Laureation address: Professor Margaret Bennett

Lauren Sykes
Thursday 15 June 2023

Honorary Degree of Doctor of Music
Laureation by Dr Sam Haddow, School of English

Thursday 15 June 2023

Vice-Chancellor, it is my privilege to present for the degree of Doctor of Music, honoris causa, Professor Margaret Bennett.

What does it mean to have a living tradition? A tradition that connects what life was like 400 years ago with the modern world. How do you celebrate such traditions in a way that stays meaningful and vibrant and enjoyable? These peculiar questions are woven through the life and career of Professor Bennett, one of the most distinguished scholars and teachers of folklore that Scotland has ever produced.

Margaret grew up in the islands of Skye, Lewis, and Shetland and then trained as a teacher in Glasgow, where she became involved in the 1960s folk scene and met the poet Hamish Henderson. In 1968 she immigrated to Newfoundland where she worked as a teacher and recorded the Folklore and Religion of the Eastern Townships for the Ottawa Museum of Civilization, now the Canadian Museum of History.

She returned to Scotland in the mid-seventies to study a doctorate in ethnology at the University of Edinburgh. Since then, she has worked in schools in Glasgow, Dumfries, Kingussie, at the University of Edinburgh, the Royal Conservatoire of Scotland, the Royal Scottish Academy, and the University of St Andrews, where she has held an Honorary Research Fellowship since 2015.

Margaret is the author of dozens of books, chapters, and articles that celebrate and explore the musical and cultural traditions of Scotland and Canada. She has won more awards than I could list in this Laureation, to say nothing of her theatrical, literary, festive, and community projects stretched through a long and illustrious career. In 2014, for instance, she was inducted into the Scottish Traditional Musical Hall of Fame.

She has interviewed people on subjects ranging from engineering to medicine, from Dundonian street songs to the music and life of her late son, Martyn, with whom she released three albums. When I asked her about the diversity of her work, she said the thing that connected them was an unshakeable interest in people, in the ways in which people practice and appeal to traditions for the wisdom of the past, and the way that our ever-moving lives will change our relationship to those pasts, those traditions.

But for all of the diligence and rigour of Margaret’s scholarship, there is a wildness, a strangeness, and a playfulness, to the traditions that she explores and celebrates. I know this because the first time she and I met I was wearing a thong, body paint and not much else and this was, in many respects, her fault.

In 1988, Margaret and Hamish Henderson worked with Angus Farquhar and the drum crew Test Dept. to reignite the tradition of Beltane, a Gaelic ritual of dancing around fires to celebrate the coming of summer. The Beltane festivals continue to this day, and it was through my participation at one that I first met Margaret, so dubiously attired.

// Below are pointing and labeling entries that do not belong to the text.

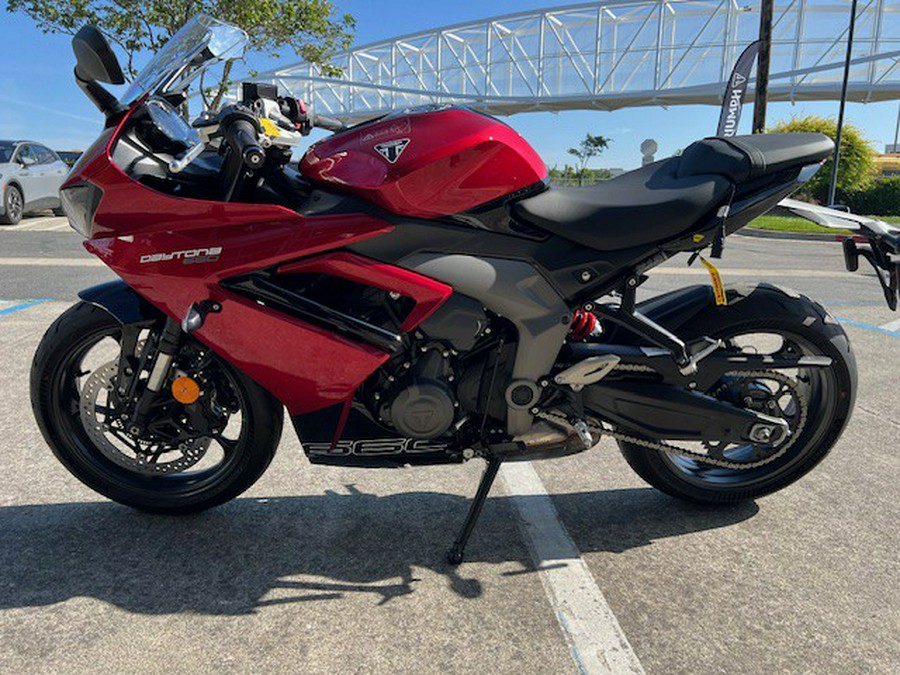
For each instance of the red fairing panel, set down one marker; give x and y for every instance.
(427, 164)
(429, 294)
(174, 252)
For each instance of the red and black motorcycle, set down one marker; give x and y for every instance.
(414, 293)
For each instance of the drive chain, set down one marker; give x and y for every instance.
(670, 449)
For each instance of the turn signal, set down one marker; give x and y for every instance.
(185, 390)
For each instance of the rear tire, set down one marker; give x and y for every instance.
(54, 399)
(13, 206)
(757, 309)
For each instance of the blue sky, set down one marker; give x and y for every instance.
(39, 99)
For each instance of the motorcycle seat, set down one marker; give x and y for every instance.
(639, 207)
(744, 158)
(667, 198)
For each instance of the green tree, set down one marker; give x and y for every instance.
(856, 168)
(309, 28)
(592, 146)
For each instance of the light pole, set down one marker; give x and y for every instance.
(766, 10)
(837, 141)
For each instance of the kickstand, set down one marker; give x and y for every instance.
(456, 552)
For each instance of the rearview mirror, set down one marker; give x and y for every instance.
(95, 60)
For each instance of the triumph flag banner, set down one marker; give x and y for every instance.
(730, 117)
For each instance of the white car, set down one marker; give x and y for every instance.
(30, 177)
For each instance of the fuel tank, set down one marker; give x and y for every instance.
(427, 162)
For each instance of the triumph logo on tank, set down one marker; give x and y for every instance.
(391, 150)
(189, 256)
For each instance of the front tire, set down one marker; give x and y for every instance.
(758, 310)
(13, 206)
(61, 371)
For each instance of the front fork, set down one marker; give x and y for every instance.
(167, 347)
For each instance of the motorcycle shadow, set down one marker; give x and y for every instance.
(255, 552)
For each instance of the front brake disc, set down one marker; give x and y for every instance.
(135, 455)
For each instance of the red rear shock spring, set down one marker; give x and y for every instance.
(584, 324)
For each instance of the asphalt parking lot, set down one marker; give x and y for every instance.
(319, 570)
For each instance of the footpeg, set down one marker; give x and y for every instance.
(584, 433)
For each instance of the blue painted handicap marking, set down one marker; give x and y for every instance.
(10, 306)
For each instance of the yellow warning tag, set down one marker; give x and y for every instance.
(269, 128)
(718, 288)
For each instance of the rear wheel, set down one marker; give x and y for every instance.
(13, 205)
(815, 402)
(188, 458)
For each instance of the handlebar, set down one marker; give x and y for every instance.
(241, 134)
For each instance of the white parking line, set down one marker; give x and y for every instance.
(52, 262)
(33, 224)
(750, 272)
(893, 326)
(595, 638)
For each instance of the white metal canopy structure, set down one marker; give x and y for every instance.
(608, 55)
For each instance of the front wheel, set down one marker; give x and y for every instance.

So why is Margaret Bennett, and the work that she does, so important? Because she helps us understand ourselves as humans in a cultural, traditional, and – importantly – weird way. We are weird beings, after all, and this weirdness is carried through in the stories that we tell of ourselves, the identities and rituals that we perform while we are here, and those that survive us when we are gone. And that is why it is a great honour to give this address on this occasion and to congratulate Margaret for what she has achieved.

Se urram mòr a tha seo, a’ Mhaighread – meal ur naidheachd.

Vice-Chancellor, in recognition of her major contribution to culture, music, and folklore, I invite you to confer the degree of Doctor of Music, honoris causa, on Professor Margaret Bennett.